Failure to Implement Infection Control Policies and Proper PPE Use
Penalty
Summary
The facility failed to implement and enforce infection prevention and control policies for residents on transmission-based precautions and during medication administration. For a resident with a confirmed Clostridium difficile (C. diff) infection and ongoing diarrhea, the facility posted Enhanced Barrier Precautions (EBP) signage instead of the required contact precautions. The resident's care plan did not include the use of a gown during care or when touching surfaces, and the EBP signage limited gown use, contrary to facility policy and CDC guidelines. Both the Infection Control Preventionist and the Director of Nursing confirmed that the correct signage should have indicated contact precautions. Multiple staff members were observed entering the room of a resident on contact precautions for a Klebsiella urinary infection without donning any personal protective equipment (PPE), such as gloves or gowns, as required by facility policy.
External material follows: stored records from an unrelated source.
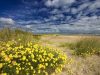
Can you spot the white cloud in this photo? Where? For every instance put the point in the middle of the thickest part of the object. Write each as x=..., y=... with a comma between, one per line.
x=6, y=21
x=58, y=3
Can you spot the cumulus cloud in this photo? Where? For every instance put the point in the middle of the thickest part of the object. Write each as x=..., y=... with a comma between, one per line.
x=6, y=21
x=58, y=3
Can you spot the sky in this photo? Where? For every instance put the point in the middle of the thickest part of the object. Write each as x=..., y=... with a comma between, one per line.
x=51, y=16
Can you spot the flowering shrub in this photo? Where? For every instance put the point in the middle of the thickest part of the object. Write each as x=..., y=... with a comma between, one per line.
x=30, y=59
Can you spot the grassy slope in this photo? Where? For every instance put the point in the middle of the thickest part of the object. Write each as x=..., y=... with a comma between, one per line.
x=80, y=66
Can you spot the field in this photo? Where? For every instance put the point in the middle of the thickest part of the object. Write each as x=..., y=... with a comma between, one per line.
x=81, y=65
x=82, y=51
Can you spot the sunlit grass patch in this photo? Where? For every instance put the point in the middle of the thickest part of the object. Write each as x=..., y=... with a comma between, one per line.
x=30, y=59
x=87, y=47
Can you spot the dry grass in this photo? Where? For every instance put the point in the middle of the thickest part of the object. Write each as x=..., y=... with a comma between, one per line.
x=80, y=65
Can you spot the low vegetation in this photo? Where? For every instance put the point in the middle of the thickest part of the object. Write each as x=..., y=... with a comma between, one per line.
x=20, y=55
x=87, y=47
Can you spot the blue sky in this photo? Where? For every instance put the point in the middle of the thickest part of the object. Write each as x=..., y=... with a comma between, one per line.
x=51, y=16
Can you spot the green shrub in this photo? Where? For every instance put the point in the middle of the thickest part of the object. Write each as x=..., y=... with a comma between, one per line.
x=30, y=59
x=87, y=46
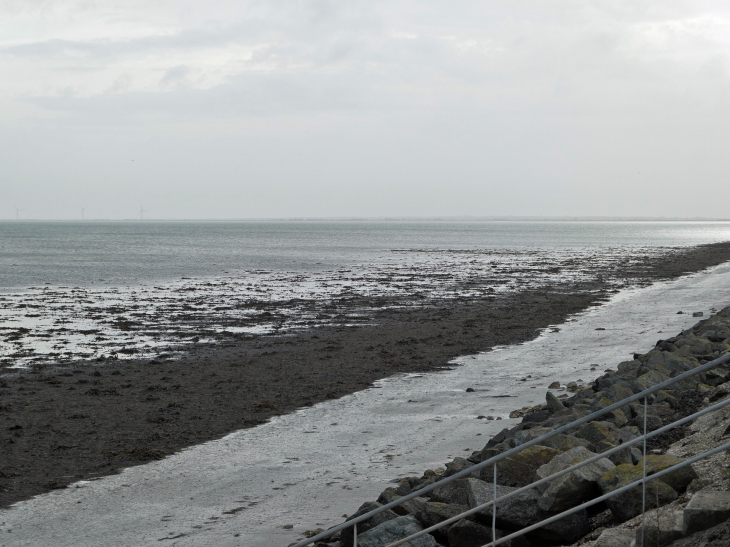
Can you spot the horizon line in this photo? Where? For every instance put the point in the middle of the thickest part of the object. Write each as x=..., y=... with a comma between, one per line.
x=445, y=218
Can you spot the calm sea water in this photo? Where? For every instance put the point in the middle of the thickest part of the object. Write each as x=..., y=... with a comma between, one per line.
x=125, y=253
x=86, y=290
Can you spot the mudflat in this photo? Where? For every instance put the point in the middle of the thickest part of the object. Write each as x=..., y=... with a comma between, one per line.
x=71, y=421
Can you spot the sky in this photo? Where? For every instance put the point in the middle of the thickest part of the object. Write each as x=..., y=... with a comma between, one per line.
x=363, y=108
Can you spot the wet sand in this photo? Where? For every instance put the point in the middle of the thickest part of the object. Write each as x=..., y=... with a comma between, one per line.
x=60, y=424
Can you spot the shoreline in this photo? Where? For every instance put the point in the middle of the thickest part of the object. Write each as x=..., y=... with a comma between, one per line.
x=619, y=519
x=222, y=474
x=83, y=420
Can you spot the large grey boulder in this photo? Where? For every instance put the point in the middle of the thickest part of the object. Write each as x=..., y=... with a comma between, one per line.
x=679, y=479
x=519, y=469
x=466, y=533
x=614, y=537
x=480, y=492
x=346, y=538
x=705, y=510
x=650, y=379
x=454, y=492
x=393, y=530
x=458, y=465
x=433, y=513
x=565, y=442
x=575, y=487
x=523, y=510
x=554, y=404
x=596, y=431
x=627, y=505
x=661, y=527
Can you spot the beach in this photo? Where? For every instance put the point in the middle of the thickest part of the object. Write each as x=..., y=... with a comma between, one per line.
x=95, y=433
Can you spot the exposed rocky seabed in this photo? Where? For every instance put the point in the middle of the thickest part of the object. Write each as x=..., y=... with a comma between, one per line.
x=80, y=420
x=690, y=506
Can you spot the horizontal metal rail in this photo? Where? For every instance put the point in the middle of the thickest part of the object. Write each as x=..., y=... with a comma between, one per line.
x=466, y=472
x=559, y=474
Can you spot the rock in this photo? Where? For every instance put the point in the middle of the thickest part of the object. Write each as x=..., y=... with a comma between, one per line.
x=565, y=417
x=523, y=510
x=432, y=513
x=619, y=392
x=600, y=403
x=489, y=452
x=653, y=421
x=717, y=376
x=518, y=469
x=622, y=456
x=529, y=434
x=627, y=367
x=466, y=533
x=536, y=416
x=665, y=396
x=412, y=506
x=575, y=487
x=661, y=527
x=403, y=488
x=393, y=530
x=678, y=479
x=648, y=380
x=458, y=465
x=388, y=495
x=554, y=404
x=627, y=505
x=595, y=432
x=614, y=537
x=454, y=492
x=346, y=536
x=480, y=492
x=565, y=442
x=705, y=510
x=616, y=417
x=628, y=433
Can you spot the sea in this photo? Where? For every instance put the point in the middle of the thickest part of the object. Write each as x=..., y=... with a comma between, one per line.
x=267, y=486
x=122, y=290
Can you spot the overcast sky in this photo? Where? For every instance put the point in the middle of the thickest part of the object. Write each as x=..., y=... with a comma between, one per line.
x=323, y=108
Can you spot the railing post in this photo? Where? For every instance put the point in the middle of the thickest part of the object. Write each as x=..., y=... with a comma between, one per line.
x=494, y=507
x=643, y=482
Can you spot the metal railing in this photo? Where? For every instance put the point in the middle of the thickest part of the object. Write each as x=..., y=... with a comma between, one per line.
x=493, y=461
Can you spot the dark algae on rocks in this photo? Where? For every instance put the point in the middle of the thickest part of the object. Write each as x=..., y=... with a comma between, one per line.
x=684, y=506
x=63, y=422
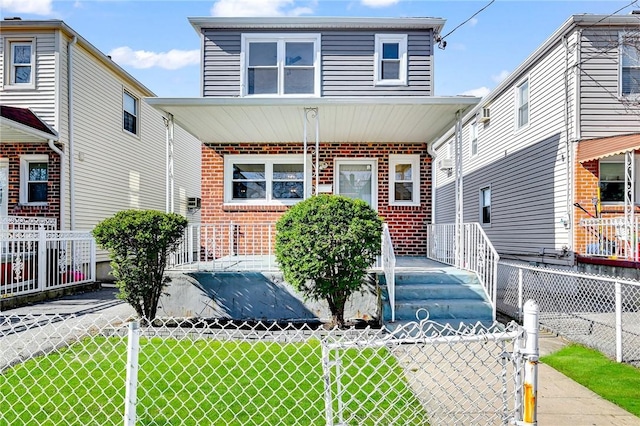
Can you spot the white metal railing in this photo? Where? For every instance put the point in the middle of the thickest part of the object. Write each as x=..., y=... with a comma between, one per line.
x=34, y=261
x=388, y=267
x=226, y=246
x=611, y=238
x=477, y=254
x=25, y=223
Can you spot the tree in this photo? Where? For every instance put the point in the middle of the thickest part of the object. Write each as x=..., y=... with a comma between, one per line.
x=139, y=242
x=325, y=245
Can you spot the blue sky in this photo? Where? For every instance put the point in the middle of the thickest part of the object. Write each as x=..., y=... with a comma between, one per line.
x=154, y=41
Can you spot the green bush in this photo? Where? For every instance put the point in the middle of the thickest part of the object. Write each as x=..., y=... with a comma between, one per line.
x=325, y=245
x=138, y=242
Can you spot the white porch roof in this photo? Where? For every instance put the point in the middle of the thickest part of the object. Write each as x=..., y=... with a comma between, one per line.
x=350, y=119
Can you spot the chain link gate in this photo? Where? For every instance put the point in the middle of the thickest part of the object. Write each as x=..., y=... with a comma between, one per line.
x=96, y=370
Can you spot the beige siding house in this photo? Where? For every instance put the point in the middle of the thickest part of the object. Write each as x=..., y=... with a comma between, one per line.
x=107, y=150
x=532, y=150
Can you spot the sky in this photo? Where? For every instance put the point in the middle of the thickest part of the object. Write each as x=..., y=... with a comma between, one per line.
x=154, y=42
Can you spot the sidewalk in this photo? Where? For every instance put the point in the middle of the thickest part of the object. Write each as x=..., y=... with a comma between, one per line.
x=561, y=401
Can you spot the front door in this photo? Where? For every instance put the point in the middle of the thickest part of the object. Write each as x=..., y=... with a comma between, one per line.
x=4, y=188
x=357, y=178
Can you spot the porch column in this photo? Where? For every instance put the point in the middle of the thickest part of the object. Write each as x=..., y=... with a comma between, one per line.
x=629, y=204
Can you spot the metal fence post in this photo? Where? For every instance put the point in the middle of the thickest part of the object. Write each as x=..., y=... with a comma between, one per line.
x=133, y=348
x=618, y=322
x=531, y=355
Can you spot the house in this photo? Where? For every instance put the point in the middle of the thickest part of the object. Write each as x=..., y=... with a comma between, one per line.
x=78, y=141
x=297, y=106
x=549, y=159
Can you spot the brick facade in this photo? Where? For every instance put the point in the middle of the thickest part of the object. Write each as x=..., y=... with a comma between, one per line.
x=406, y=223
x=13, y=151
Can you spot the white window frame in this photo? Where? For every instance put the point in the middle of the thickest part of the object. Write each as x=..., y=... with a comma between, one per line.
x=268, y=161
x=482, y=206
x=25, y=160
x=10, y=69
x=414, y=161
x=380, y=39
x=635, y=44
x=126, y=93
x=520, y=105
x=281, y=39
x=473, y=136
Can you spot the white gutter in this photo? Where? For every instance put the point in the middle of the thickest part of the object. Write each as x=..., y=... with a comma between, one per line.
x=72, y=183
x=63, y=203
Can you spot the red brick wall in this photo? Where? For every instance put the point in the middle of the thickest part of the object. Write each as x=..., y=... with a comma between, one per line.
x=406, y=223
x=13, y=151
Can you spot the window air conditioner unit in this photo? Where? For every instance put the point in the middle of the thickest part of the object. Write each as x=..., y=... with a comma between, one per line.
x=194, y=203
x=485, y=115
x=445, y=164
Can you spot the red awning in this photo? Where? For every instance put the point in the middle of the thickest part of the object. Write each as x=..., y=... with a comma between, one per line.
x=594, y=149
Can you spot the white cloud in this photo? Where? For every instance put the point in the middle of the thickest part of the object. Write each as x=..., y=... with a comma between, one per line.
x=379, y=3
x=480, y=92
x=236, y=8
x=36, y=7
x=170, y=60
x=501, y=76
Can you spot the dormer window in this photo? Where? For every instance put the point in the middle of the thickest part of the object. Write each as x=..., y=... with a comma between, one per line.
x=391, y=59
x=281, y=65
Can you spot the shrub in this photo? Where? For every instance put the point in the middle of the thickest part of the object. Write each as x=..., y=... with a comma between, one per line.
x=325, y=245
x=138, y=242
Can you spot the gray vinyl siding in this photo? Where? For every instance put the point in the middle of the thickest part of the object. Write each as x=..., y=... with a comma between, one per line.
x=42, y=99
x=347, y=63
x=603, y=111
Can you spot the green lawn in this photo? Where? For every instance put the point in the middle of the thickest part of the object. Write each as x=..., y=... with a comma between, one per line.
x=615, y=382
x=204, y=382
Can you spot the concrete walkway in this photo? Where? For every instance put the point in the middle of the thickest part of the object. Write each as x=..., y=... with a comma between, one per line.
x=561, y=401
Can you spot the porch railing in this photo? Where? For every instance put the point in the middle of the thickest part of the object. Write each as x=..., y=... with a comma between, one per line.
x=477, y=255
x=388, y=267
x=25, y=223
x=38, y=260
x=611, y=238
x=226, y=246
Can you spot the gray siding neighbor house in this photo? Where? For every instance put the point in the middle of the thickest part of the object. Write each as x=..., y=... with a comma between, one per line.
x=544, y=154
x=292, y=107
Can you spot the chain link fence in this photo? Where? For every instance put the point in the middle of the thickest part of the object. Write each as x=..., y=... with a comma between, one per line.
x=96, y=370
x=600, y=312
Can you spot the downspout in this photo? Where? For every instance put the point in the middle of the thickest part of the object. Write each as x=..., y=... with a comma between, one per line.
x=58, y=151
x=72, y=186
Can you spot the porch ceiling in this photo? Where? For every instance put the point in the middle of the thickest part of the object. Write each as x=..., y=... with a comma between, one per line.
x=265, y=120
x=594, y=149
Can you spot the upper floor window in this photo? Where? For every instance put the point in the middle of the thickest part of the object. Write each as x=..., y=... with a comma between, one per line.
x=391, y=59
x=474, y=138
x=404, y=180
x=281, y=64
x=522, y=104
x=630, y=64
x=130, y=113
x=21, y=63
x=34, y=179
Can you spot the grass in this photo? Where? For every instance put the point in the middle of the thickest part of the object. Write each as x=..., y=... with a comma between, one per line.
x=615, y=382
x=204, y=382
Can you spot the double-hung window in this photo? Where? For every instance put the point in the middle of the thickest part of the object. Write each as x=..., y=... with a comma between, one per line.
x=130, y=113
x=264, y=179
x=522, y=104
x=390, y=59
x=281, y=64
x=630, y=65
x=21, y=63
x=404, y=180
x=485, y=205
x=474, y=138
x=34, y=179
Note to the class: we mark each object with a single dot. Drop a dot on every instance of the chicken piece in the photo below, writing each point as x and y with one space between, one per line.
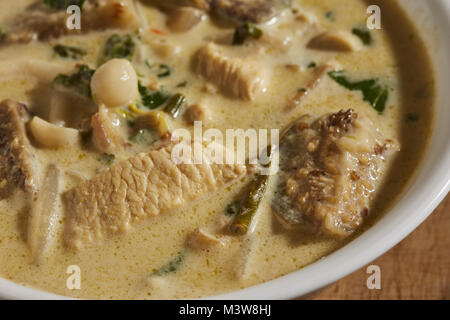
40 22
330 168
141 187
106 135
19 166
319 74
341 41
42 221
236 77
184 19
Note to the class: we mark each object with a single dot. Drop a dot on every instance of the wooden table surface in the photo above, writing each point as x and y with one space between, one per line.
417 268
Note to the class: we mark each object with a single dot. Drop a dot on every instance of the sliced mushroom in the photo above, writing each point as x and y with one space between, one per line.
106 135
197 112
49 135
184 19
42 220
341 41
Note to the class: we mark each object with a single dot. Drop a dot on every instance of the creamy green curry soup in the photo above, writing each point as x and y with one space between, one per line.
92 99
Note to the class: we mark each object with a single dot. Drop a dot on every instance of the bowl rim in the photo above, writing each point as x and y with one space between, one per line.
422 196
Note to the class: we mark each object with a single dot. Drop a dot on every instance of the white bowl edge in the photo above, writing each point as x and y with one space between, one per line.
430 185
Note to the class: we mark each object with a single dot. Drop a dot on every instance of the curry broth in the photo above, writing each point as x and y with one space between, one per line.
119 268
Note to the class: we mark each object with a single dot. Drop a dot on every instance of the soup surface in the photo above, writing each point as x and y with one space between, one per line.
88 186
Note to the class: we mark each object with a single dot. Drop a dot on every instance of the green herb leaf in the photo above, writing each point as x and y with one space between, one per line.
232 208
312 65
373 93
152 99
245 31
175 105
119 47
69 52
164 71
2 35
172 266
80 81
63 4
364 35
330 15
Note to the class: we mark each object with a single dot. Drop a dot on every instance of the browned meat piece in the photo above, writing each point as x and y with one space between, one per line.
236 77
19 166
143 186
43 23
241 11
330 168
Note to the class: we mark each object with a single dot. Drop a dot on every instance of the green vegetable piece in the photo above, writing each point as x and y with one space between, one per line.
80 81
373 93
364 35
164 71
172 266
3 35
249 205
330 15
69 52
152 99
119 47
175 105
245 31
63 4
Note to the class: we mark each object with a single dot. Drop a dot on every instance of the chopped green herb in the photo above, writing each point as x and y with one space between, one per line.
249 205
232 208
245 31
175 105
181 84
69 52
2 35
119 47
63 4
312 65
172 266
164 71
107 158
413 117
329 15
80 81
364 35
373 93
152 99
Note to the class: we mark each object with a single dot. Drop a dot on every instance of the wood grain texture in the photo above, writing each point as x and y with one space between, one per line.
417 268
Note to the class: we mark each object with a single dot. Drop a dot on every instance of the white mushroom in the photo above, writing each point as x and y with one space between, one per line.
49 135
184 19
335 41
114 84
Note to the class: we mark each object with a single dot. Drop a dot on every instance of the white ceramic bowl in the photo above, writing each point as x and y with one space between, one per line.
429 186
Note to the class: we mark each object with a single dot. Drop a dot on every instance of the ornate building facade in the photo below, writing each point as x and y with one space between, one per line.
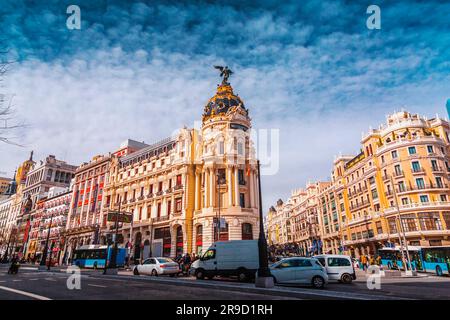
398 183
191 189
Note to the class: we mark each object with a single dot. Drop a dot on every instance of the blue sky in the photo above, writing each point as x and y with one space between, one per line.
141 69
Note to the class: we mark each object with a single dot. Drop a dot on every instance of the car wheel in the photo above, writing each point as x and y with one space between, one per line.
439 271
318 282
242 275
274 279
346 278
200 274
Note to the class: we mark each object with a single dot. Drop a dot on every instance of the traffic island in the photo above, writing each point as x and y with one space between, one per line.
110 271
264 282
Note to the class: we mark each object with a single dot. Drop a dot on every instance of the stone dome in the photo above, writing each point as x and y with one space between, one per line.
223 101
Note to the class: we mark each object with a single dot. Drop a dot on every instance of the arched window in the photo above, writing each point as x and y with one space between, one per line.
199 238
247 231
179 241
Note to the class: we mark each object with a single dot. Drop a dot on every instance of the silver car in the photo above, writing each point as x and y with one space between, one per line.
157 266
307 271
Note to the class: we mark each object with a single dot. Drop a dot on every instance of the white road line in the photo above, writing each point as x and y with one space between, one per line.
28 294
96 285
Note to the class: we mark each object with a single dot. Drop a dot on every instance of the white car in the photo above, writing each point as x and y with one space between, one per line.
157 266
339 267
295 270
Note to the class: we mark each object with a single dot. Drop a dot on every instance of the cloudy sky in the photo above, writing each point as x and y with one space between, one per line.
140 69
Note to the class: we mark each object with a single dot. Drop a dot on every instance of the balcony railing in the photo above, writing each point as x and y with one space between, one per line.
160 219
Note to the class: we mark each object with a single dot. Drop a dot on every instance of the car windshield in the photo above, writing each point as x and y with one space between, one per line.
165 260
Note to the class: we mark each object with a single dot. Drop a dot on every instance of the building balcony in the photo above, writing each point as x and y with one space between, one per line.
178 187
418 171
161 219
419 206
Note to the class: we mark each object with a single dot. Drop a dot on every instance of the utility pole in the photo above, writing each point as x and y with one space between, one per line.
264 279
402 233
44 254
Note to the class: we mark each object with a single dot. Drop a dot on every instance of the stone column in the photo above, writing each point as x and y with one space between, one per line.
230 186
196 192
212 187
236 186
251 187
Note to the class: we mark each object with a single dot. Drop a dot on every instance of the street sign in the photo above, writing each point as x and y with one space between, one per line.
123 217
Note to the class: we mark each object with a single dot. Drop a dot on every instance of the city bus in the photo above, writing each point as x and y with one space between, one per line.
391 258
436 259
425 259
94 256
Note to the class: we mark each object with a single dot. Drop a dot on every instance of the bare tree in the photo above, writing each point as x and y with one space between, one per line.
8 119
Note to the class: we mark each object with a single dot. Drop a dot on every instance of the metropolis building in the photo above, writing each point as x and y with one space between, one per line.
191 189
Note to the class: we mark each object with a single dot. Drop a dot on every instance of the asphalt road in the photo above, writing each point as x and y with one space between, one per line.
41 285
33 284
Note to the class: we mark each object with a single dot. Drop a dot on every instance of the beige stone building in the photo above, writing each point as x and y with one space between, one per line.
179 188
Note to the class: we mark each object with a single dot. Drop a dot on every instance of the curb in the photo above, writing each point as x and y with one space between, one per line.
305 294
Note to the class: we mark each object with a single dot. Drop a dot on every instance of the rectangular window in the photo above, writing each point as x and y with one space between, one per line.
241 177
420 183
415 166
434 165
439 183
401 186
242 200
430 221
178 205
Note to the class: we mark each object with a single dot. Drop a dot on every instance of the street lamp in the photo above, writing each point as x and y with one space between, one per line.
44 254
264 279
111 268
401 232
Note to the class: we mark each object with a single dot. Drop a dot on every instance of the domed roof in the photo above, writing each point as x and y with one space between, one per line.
223 101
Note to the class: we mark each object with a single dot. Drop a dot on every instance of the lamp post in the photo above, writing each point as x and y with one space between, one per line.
44 254
402 233
111 268
264 279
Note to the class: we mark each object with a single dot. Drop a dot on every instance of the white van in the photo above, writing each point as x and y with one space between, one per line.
228 258
339 267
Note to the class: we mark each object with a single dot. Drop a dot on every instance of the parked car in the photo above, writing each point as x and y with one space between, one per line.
338 267
157 266
228 258
297 270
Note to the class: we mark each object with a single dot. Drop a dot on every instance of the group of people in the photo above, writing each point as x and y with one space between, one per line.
185 261
365 261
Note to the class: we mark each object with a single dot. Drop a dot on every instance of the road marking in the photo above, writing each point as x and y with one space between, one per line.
28 294
96 285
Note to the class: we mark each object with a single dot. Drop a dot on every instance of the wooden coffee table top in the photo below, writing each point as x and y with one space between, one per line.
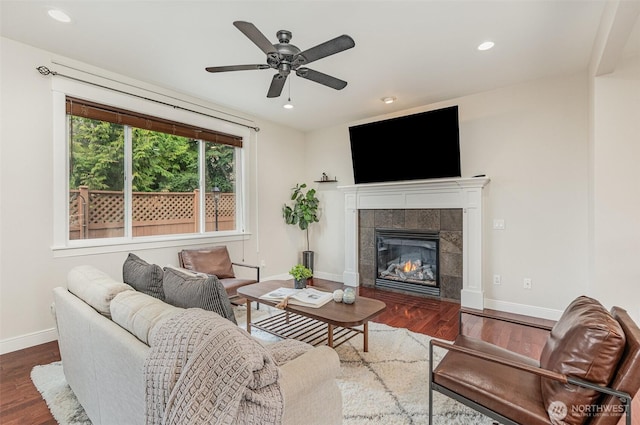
338 314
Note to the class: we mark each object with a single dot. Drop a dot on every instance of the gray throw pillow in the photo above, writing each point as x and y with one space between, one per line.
144 277
187 290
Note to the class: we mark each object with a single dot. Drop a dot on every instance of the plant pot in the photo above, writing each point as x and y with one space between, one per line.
307 259
300 283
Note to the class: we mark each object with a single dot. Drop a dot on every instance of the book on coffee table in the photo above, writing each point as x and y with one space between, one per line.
308 297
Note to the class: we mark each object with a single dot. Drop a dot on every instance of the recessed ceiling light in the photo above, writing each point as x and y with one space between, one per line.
59 15
486 45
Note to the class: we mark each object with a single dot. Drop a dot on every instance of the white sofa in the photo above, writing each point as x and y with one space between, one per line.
104 327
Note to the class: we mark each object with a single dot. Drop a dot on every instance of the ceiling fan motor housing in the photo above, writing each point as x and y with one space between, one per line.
285 57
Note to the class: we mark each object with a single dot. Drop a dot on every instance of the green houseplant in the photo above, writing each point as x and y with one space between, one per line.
300 275
303 212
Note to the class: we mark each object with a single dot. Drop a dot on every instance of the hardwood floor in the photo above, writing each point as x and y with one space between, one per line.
20 402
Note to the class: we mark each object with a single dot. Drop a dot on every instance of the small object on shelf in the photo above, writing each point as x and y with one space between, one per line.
349 296
337 295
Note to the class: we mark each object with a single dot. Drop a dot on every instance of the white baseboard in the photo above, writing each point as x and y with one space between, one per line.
524 309
29 340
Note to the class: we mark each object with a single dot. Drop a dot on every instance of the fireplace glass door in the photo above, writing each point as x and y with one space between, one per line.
407 260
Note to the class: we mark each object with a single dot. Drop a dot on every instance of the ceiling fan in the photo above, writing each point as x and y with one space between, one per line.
285 57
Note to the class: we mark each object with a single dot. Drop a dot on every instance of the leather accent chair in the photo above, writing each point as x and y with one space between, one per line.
216 261
588 372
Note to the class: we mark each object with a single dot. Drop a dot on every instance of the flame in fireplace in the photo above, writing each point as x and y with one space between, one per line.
409 266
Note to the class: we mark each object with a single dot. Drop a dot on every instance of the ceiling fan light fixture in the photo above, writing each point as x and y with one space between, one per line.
59 15
486 45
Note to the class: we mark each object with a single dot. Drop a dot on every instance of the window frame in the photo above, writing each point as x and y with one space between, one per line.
62 246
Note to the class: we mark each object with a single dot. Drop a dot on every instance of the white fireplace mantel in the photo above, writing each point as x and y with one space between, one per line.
465 193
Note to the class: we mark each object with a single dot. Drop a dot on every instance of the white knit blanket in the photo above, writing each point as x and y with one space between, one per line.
203 369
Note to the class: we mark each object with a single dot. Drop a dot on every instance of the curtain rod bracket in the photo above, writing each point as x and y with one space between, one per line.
46 71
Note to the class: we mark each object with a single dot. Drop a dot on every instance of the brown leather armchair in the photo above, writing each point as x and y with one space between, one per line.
216 261
588 372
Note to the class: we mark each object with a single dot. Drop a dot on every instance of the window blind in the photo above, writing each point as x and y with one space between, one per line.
96 111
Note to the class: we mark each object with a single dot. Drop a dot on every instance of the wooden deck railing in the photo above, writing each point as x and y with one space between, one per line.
100 213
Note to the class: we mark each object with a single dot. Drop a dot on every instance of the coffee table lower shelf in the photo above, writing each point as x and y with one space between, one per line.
294 326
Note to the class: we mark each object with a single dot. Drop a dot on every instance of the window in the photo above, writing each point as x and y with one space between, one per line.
132 175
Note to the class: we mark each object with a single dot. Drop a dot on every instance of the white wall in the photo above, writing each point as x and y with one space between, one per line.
616 188
28 269
532 141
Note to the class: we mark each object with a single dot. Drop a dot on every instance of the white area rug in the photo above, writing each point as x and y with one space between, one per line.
388 385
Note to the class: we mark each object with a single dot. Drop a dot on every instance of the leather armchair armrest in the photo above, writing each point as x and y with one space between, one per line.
497 359
545 373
The resident's care plan and physician orders specified contact precautions, but staff failed to comply during several observed interactions. The Director of Nursing acknowledged that staff were expected to use appropriate PPE in these situations. Signage outside a shared room for two residents—one with C. diff and one with a wound—was unclear, failing to specify which infection control practice (EBP or transmission-based precautions) applied to each resident. This lack of clarity was confirmed by staff interviews and review of care plans. Additionally, during medication administration, an LPN was observed picking up a dropped medication tablet with bare hands and placing it in a medication cup, contrary to facility policy, which requires staff to avoid direct hand contact with medications and to discard any contaminated tablets. The Director of Nursing confirmed this was not in accordance with policy.